La compañía incorpora así una conexión directa entre la inversión industrial realizada en Alemania y la futura oferta de tecnologías para productores argentinos.
La estrategia busca que la capacidad de fermentación propia reduzca la dependencia de terceros para fabricar determinados componentes y permita responder con mayor flexibilidad a las necesidades de producción.
BASF busca reducir riesgos en su cadena de suministro
Uno de los argumentos centrales detrás de la inversión es precisamente la resiliencia de la cadena de abastecimiento.
Al trasladar internamente una parte del proceso de fermentación, BASF busca vincular de manera más directa la investigación y el desarrollo con la fabricación industrial.
“Al incorporar la producción por fermentación dentro de la compañía, vinculamos directamente nuestra experiencia en investigación con la producción a escala industrial”, señaló Melanie Bausen-Wiens, integrante del Comité de Dirección de Soluciones para la Agricultura y responsable del área de Tecnología.
Según la ejecutiva, esa integración permitirá acelerar el desarrollo y adaptar con mayor rapidez las innovaciones biotecnológicas.
Una plataforma que puede aumentar su escala
El BioHub fue diseñado como una instalación flexible, capaz de trabajar con diferentes procesos y microorganismos.
Ese concepto adquiere relevancia frente al crecimiento del mercado mundial de soluciones biológicas y a la búsqueda de nuevas herramientas que puedan combinarse con la protección química tradicional.
Maximilian Becker, integrante del Comité de Dirección de Soluciones para la Agricultura de BASF y responsable del área de Negocio, indicó que la compañía busca utilizar la nueva planta como una plataforma escalable para fortalecer su portfolio BioSolutions y asegurar el suministro.

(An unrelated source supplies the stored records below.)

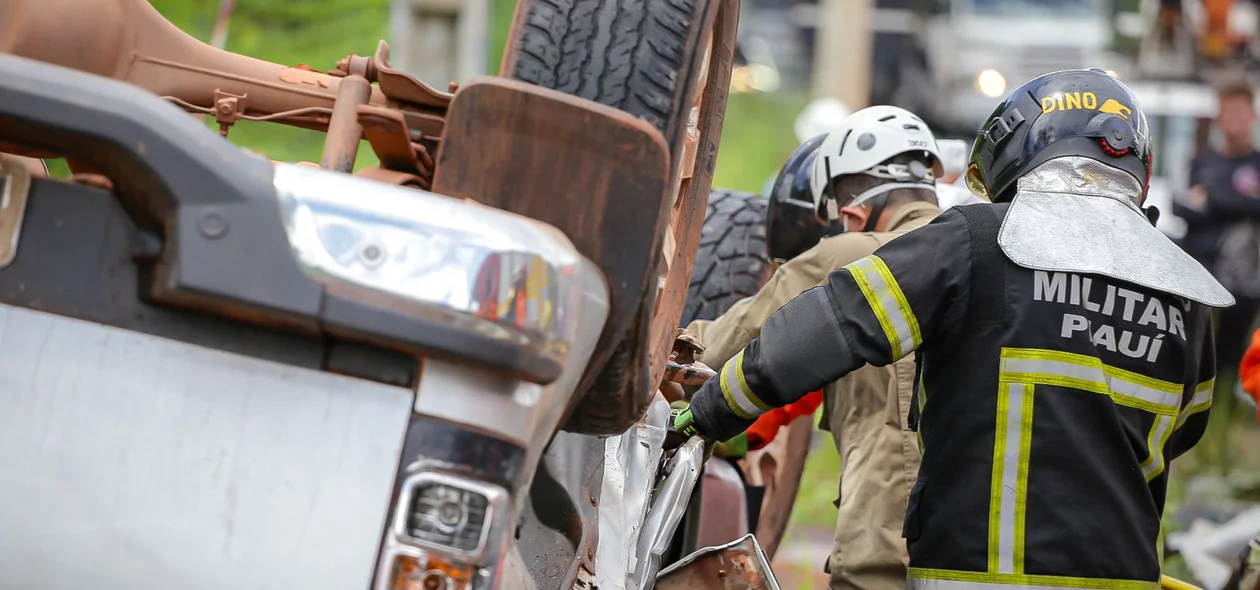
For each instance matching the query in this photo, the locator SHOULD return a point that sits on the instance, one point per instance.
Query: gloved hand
(682, 426)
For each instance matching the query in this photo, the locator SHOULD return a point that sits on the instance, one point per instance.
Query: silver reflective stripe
(1154, 463)
(888, 304)
(1201, 401)
(1011, 502)
(736, 391)
(1122, 388)
(927, 579)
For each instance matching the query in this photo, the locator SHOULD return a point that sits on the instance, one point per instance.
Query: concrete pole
(842, 64)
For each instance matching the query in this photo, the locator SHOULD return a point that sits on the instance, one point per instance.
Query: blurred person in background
(951, 189)
(1220, 207)
(872, 177)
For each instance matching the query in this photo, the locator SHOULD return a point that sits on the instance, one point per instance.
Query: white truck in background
(975, 51)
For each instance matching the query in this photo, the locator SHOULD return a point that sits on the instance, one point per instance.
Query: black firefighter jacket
(1047, 404)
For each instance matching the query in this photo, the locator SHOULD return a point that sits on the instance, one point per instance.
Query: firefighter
(883, 187)
(1064, 351)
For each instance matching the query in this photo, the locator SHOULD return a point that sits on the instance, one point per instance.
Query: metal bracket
(13, 206)
(228, 109)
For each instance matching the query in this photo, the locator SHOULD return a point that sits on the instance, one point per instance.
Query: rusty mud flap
(738, 565)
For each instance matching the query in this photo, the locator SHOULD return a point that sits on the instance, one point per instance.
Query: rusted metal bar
(344, 133)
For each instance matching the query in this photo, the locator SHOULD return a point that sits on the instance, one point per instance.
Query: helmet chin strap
(878, 190)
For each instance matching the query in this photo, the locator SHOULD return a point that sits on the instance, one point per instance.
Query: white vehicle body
(980, 49)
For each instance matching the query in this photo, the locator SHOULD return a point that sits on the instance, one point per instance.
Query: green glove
(682, 426)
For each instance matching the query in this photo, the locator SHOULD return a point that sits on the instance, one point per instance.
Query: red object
(766, 428)
(1250, 370)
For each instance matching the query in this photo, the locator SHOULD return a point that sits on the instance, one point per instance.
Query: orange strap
(1249, 372)
(766, 428)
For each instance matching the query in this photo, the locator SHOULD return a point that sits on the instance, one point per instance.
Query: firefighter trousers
(880, 460)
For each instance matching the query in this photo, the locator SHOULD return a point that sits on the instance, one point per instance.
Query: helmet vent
(844, 141)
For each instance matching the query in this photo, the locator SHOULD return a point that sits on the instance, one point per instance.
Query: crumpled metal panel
(1077, 214)
(738, 565)
(668, 506)
(630, 465)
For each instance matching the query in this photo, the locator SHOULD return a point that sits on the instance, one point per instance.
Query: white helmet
(822, 116)
(862, 144)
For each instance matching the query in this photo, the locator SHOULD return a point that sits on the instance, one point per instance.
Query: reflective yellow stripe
(735, 388)
(1156, 440)
(926, 579)
(888, 303)
(1089, 373)
(1009, 485)
(1023, 368)
(1201, 401)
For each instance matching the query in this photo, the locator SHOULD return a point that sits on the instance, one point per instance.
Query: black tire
(644, 58)
(732, 261)
(638, 56)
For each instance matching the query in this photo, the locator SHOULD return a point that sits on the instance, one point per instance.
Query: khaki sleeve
(725, 337)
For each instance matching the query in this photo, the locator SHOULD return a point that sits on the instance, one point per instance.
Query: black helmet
(791, 226)
(1079, 112)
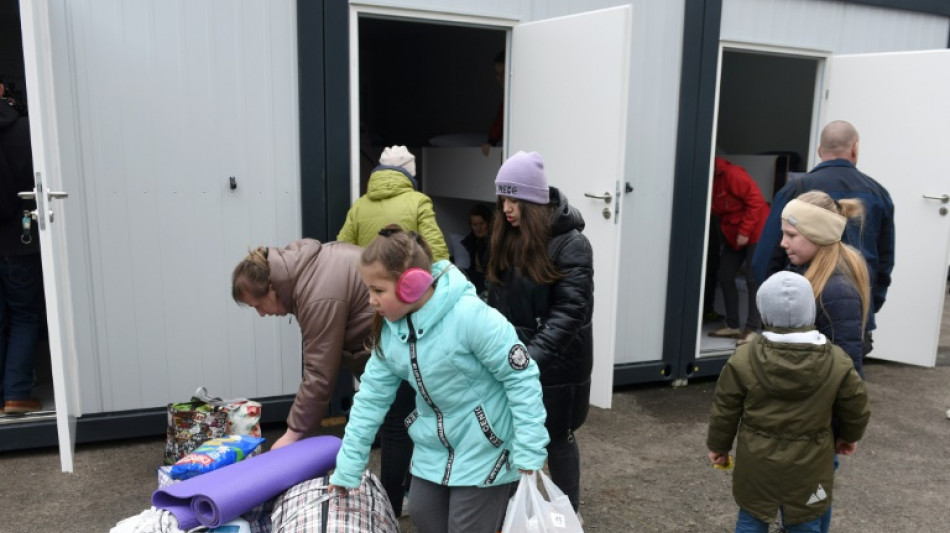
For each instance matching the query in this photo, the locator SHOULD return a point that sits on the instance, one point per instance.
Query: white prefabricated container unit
(185, 132)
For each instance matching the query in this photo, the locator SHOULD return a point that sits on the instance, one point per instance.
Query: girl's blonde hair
(397, 251)
(251, 277)
(839, 256)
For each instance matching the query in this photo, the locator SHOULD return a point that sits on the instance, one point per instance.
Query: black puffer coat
(554, 321)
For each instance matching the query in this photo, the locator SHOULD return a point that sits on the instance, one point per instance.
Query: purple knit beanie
(522, 177)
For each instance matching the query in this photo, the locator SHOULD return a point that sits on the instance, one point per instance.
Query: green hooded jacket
(391, 199)
(779, 397)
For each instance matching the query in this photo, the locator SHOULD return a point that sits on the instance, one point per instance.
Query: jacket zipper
(439, 418)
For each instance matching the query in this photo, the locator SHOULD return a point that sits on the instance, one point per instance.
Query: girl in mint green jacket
(479, 417)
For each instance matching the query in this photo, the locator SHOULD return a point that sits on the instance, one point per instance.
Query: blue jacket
(838, 317)
(840, 179)
(479, 415)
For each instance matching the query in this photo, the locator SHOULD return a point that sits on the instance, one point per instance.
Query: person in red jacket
(741, 208)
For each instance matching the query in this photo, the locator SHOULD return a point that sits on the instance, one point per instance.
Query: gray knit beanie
(786, 300)
(522, 177)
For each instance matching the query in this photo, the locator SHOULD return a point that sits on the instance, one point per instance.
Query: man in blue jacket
(838, 176)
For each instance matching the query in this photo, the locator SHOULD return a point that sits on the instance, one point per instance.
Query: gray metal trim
(933, 7)
(635, 373)
(701, 27)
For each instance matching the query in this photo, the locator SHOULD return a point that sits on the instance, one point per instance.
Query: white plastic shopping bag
(530, 512)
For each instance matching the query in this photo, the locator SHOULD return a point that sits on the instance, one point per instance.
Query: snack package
(190, 424)
(214, 454)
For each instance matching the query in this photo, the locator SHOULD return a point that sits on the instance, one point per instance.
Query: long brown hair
(524, 247)
(397, 251)
(838, 256)
(252, 276)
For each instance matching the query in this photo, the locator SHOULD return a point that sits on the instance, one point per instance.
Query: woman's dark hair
(397, 251)
(524, 247)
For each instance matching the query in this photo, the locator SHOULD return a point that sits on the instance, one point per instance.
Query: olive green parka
(780, 397)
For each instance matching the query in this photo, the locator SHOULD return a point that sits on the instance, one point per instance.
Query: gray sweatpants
(440, 509)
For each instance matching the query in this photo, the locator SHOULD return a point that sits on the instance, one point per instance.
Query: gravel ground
(644, 466)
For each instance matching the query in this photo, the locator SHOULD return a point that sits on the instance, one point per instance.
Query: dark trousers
(396, 447)
(567, 407)
(564, 464)
(729, 262)
(441, 509)
(21, 319)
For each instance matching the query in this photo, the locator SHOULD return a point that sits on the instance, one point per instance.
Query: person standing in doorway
(392, 197)
(838, 176)
(319, 283)
(477, 244)
(541, 277)
(738, 204)
(22, 315)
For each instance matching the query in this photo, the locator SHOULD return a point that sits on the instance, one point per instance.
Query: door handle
(606, 197)
(52, 195)
(944, 198)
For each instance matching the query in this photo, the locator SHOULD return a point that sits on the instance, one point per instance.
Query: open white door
(568, 101)
(899, 104)
(37, 50)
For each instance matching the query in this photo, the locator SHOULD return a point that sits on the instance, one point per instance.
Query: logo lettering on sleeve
(518, 357)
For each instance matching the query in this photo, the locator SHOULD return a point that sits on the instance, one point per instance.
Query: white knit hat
(786, 300)
(399, 156)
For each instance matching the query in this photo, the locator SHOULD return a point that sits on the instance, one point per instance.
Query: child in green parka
(778, 393)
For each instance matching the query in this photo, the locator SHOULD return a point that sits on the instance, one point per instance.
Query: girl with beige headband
(812, 226)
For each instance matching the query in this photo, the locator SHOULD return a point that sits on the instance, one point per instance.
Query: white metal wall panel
(651, 163)
(171, 99)
(830, 26)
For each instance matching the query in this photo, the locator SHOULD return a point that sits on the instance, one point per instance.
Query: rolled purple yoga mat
(221, 495)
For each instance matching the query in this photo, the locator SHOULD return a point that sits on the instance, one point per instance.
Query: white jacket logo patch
(818, 496)
(518, 357)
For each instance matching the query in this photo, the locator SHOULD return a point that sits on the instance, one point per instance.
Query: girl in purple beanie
(541, 277)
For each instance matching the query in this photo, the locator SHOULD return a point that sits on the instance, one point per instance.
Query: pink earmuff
(412, 285)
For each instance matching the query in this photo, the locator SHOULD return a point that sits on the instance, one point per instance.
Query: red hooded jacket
(738, 203)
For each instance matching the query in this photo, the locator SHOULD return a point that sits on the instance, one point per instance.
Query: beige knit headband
(817, 224)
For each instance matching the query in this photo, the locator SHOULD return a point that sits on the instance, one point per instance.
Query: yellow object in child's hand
(728, 466)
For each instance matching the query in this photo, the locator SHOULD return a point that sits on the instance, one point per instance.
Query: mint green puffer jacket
(479, 415)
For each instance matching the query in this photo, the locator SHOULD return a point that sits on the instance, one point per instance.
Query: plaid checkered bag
(309, 507)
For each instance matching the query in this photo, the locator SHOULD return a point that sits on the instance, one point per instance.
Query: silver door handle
(944, 198)
(30, 195)
(606, 197)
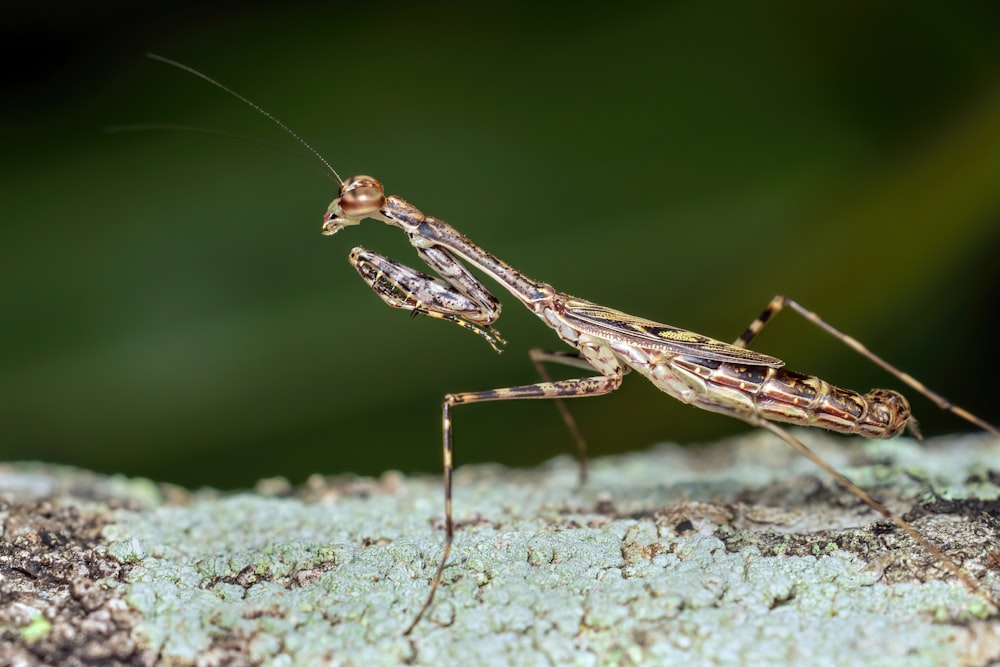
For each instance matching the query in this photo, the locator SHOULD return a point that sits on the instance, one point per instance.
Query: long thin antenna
(252, 105)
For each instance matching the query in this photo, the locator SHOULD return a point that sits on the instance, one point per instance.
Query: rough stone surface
(737, 553)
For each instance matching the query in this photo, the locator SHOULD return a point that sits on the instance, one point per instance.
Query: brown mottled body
(695, 369)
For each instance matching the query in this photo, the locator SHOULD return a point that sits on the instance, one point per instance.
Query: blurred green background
(170, 308)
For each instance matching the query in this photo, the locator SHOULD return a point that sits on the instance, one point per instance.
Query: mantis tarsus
(721, 377)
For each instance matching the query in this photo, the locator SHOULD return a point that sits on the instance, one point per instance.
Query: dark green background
(170, 308)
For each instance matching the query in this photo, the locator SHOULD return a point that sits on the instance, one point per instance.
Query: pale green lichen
(36, 629)
(545, 574)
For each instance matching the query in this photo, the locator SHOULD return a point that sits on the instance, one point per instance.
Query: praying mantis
(726, 378)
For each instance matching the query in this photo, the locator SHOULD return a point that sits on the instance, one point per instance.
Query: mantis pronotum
(721, 377)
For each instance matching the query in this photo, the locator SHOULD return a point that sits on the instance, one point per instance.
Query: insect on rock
(727, 378)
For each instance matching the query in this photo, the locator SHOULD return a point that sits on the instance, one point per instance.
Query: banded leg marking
(576, 388)
(780, 301)
(539, 358)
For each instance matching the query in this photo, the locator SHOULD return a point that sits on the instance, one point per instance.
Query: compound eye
(362, 201)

La empresa considera que el crecimiento de estas tecnologías no necesariamente implica reemplazar las herramientas convencionales, sino ampliar las posibilidades disponibles dentro de programas de manejo integrado.
De los microorganismos al lote
El diferencial de la nueva instalación no está únicamente en incorporar otra tecnología de protección de cultivos, sino en controlar internamente una etapa industrial crítica para obtener determinados ingredientes.
En términos productivos, la fermentación utiliza microorganismos como pequeñas unidades de fabricación capaces de transformar materias primas renovables en compuestos específicos.
La posibilidad de realizar ese proceso a escala comercial dentro de BASF permitiría acortar la distancia entre investigación, desarrollo y producción industrial.
Para la Argentina, el impacto más concreto comenzará a observarse durante 2027 con la prevista comercialización de Versys, mientras Serifel ya integra la oferta disponible en el país.
Con la nueva capacidad instalada en Ludwigshafen, BASF apuesta así a ampliar su producción basada en biotecnología y a reducir vulnerabilidades de abastecimiento en un segmento de protección de cultivos que viene ganando espacio en la estrategia global de las compañías agrícolas.